В стихах Бориса Юдина есть замечательная особенность. В них — герой живёт во Времени, и вместе они составляют Единство. И ощущения героя — они естественная часть некоего целого, эти ощущения неотделимы от природы.
Дактилоскопия
Яков Каунатор
«Дактилоскопи́я (от греч. δάκτυλος ― палец и σκοπέω ― смотрю, наблюдаю) ― метод идентификации человека по отпечаткам пальцев (в том числе по следам пальцев и ладоней рук), основанный на уникальности рисунка кожи. Широко применяется в криминалистике». (Википедия)
Дактилоскопия — наука относительно молодая, далеко ей до литературоведения. Но как ни странно, между этими, казалось, абсолютно различными предметами науки, куда больше общего, чем различий. Как и дактилоскопия, литературоведение изучает следы, отпечатки, оставленные чёрно-белыми иероглифами на белоснежных страницах различных изданий престу…, простите, литераторами. Хороший литературовед сходу определит: вот этот след оставлен Вознесенским, а этот — Евтушенко отметился. Тут — Цветаева, а здесь -Лада Пузыревская . Да и не только литературоведы, но и въедливые читатели способны по отпечаткам определить автора. К примеру, даже старшекласники былых, ещё советских времён(про нынешних судить не берусь) сходу могли определить: «Ты жива ещё моя старушка…» — Есенин; «Я волком бы выгрыз бюрократизм!» — Маяковский. Речь конечно же об авторах талантливых, о тех, кто свой почерк имеет, свой «отпечаток». Что же до графоманов — эта плотва в безбрежном океане литературы своими опечатками любого литературоведа до Кащенки доведёт.
У каждого поэта несомненно свой почерк. Иной придумывает замысловатую словесную искусную вязь и достигает в этом вершин мастерства. Другой пытается постичь философию слова. Кто-то смело бросается в эксперимент и добивается совершенства. У каждого — свой голос. У каждого стремление сказать миру: «Я пришёл сказать вам СЛОВО!»
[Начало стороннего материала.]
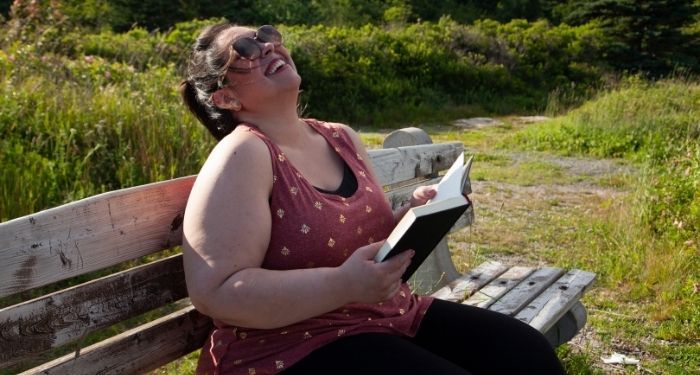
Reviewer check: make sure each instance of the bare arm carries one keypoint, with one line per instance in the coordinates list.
(421, 195)
(226, 234)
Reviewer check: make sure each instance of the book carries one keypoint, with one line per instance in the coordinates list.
(423, 227)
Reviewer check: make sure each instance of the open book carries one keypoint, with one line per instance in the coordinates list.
(423, 227)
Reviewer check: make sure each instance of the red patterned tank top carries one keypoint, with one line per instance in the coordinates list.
(310, 229)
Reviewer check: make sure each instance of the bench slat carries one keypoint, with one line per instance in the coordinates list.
(91, 234)
(556, 300)
(490, 293)
(395, 165)
(51, 321)
(139, 350)
(471, 281)
(110, 228)
(517, 298)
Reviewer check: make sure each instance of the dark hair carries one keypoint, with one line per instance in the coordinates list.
(203, 71)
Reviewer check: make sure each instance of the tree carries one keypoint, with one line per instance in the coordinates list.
(644, 35)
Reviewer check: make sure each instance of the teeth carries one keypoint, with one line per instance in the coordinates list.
(275, 66)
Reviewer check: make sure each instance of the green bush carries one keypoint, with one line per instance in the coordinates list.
(651, 122)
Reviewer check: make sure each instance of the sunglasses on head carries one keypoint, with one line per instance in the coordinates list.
(249, 48)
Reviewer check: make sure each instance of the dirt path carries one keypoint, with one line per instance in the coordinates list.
(529, 209)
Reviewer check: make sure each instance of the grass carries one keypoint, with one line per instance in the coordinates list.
(73, 128)
(641, 238)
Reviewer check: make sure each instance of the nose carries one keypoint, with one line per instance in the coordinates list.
(267, 48)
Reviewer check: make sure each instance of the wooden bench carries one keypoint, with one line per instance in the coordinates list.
(113, 233)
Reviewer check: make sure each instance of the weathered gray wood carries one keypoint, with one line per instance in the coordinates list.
(110, 228)
(568, 325)
(435, 272)
(91, 234)
(395, 165)
(545, 310)
(463, 287)
(62, 317)
(490, 293)
(517, 298)
(141, 349)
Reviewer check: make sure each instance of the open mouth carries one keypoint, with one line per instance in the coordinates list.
(275, 66)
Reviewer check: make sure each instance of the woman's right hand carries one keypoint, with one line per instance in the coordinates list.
(372, 282)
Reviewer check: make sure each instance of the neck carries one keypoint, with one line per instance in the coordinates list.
(280, 124)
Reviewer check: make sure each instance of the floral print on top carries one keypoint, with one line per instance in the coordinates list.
(310, 229)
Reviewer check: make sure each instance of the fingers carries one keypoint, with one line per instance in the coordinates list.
(422, 194)
(370, 251)
(396, 266)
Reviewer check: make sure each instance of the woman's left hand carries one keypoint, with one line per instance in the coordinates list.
(422, 194)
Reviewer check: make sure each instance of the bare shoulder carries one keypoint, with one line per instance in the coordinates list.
(240, 154)
(356, 140)
(238, 171)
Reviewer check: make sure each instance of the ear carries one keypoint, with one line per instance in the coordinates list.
(223, 99)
У Бориса Петровича Юдина несомненно есть и почерк, и голос. И даже я своим дилетантским и непросвещённым в литературе взглядом способен уловить некую особенность, свойственную этому автору.
Мы все родом из детства. А детство наше, как и юность, и зрелость, как и вся наша жизнь состоит из времени и пространства. Это и есть наши две колеи. Помните у Высоцкого — «Своя колея»? И в каждом своём стихотворении поэт Борис Юдин придерживается своей колеи, никогда от неё не отклоняясь. И из этого удивительного сочетания ВРЕМЕНИ и ПРОСТРАНСТВА и создаётся поэтом то, что зовётся ЖИЗНЬЮ. Вот и последуем вместе с поэтом по колее, зовущейся — ВРЕМЯ:
ВО ВРЕМЕНИ:
Вре́мя ― одно из основных понятий философии и физики, условная сравнительная мера движения материи,
В философии ― это необратимое течение (протекающее лишь в одном направлении ― из прошлого, через настоящее в будущее), внутри которого происходят все существующие в бытии процессы, являющиеся фактами.»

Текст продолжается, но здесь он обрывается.